沙盒化的Wasm VM使用明确定义的接口与嵌入主机环境(即代理)进行通信,这些接口包括:从Wasm模块导出的功能(代理可以调用),Wasm VM可以调用的帮助程序功能以及用于内存管理的Wasm函数。

因为此接口是非常底层的并且相当稳定,所以它使我们能够定义一个稳定的ABI(功能原型将会在单独的文档种定义),扩展程序可以使用该接口。

支持的语言和API

可以使用任何可编译为WebAssembly的语言编写Proxy-Wasm扩展,但是由于这些扩展需要遵守上述接口,因此我们将提供一些选定语言的库(使用Emscripten,Rust,Go和TypeScript的C/C++) ,以加快这些扩展程序的开发。

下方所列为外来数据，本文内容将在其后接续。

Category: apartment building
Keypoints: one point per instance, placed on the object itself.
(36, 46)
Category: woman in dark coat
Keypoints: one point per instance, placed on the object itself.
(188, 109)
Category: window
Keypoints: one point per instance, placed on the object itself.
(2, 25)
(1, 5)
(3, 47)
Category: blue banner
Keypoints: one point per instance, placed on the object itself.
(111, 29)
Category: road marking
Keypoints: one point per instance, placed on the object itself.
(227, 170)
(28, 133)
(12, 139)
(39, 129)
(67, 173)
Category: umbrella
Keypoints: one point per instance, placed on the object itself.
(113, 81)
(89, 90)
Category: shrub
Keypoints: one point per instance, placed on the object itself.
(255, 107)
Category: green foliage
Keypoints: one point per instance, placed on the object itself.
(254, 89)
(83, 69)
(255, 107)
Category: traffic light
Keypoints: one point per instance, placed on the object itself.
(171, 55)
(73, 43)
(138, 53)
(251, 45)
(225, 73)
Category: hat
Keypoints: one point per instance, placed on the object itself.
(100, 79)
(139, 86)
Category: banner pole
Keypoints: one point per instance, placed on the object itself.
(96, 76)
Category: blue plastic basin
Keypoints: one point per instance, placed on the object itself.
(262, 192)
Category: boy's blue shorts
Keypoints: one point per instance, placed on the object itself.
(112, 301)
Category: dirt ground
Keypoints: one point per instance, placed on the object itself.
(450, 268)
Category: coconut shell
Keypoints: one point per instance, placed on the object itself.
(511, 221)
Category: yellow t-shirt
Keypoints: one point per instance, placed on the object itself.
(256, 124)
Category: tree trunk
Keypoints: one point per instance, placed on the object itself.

从理论上讲,任何符合ABI的Wasm模块,无论以哪种语言编写,都可以立即使用,但Wasm生态系统仍然很年轻,缺乏标准,特别是对于非Web环境的支持。 一些语言有关于执行宿主环境的假设或要求,例如Go编译的Wasm模块使用syscall/js,并期望宿主环境为JavaScript。

控制平面(xDS)集成

可以通过使用Envoy的Config::DataSource在配置中引用它们来加载Proxy-Wasm扩展,该扩展既可以指向磁盘上的文件,也可以包含从控制平面(xDS)发送的嵌入式Wasm模块。 我们正在扩展此接口,以支持从HTTP服务器获取资源。 由于代理将执行加载的Wasm模块,因此强烈建议使用更严格的检查,例如SHA256校验或扩展的数字签名。

故障检测与通知

如果Wasm VM崩溃(例如由于Wasm扩展中的错误),代理应创建该VM的新实例,记录有关崩溃的信息,并将其公开给外部系统(例如使用stats),以便控制平面可以根据此信息采取行动。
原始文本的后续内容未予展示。